How Jailbreak Defenses Work and Ensemble? A Mechanistic Investigation
Zhuohang Long, Siyuan Wang, Shujun Liu, Yuhang Lai, Xuanjing Huang, Zhongyu Wei
TL;DR
The paper investigates jailbreak defenses for multimodal LVLMs by reframing generation as a classification task to study model refusals. It identifies two core mechanisms—safety shift (global increase in refusals) and harmfulness discrimination (improved harm-benign separation)—and proposes inter- and intra-mechanism ensembles to balance safety and helpfulness.
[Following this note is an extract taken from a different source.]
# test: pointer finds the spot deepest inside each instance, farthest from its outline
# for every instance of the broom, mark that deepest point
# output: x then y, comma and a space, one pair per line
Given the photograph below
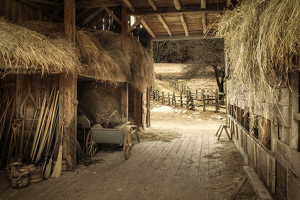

Through extensive experiments on MM-SafetyBench and MOSSBench with LLaVA-1.5 across multiple defense methods, the authors show that ensembles can substantially improve safety and/or optimize safety-helpfulness trade-offs, with SR+MO and QR|SR emerging as particularly effective variants. The work also examines how fine-tuning and multimodal factors influence safety, provides a practical framework for defense strategy selection, and discusses limitations and future directions for multimodal jailbreak defenses.
Abstract
Jailbreak attacks, where harmful prompts bypass generative models' built-in safety, raise serious concerns about model vulnerability. While many defense methods have been proposed, the trade-offs between safety and helpfulness, and their application to Large Vision-Language Models (LVLMs), are not well understood. This paper systematically examines jailbreak defenses by reframing the standard generation task as a binary classification problem to assess model refusal tendencies for both harmful and benign queries. We identify two key defense mechanisms: safety shift, which increases refusal rates across all queries, and harmfulness discrimination, which improves the model's ability to distinguish between harmful and benign inputs. Using these mechanisms, we develop two ensemble defense strategies-inter-mechanism ensembles and intra-mechanism ensembles-to balance safety and helpfulness. Experiments on the MM-SafetyBench and MOSSBench datasets with LLaVA-1.5 models show that these strategies effectively improve model safety or optimize the trade-off between safety and helpfulness.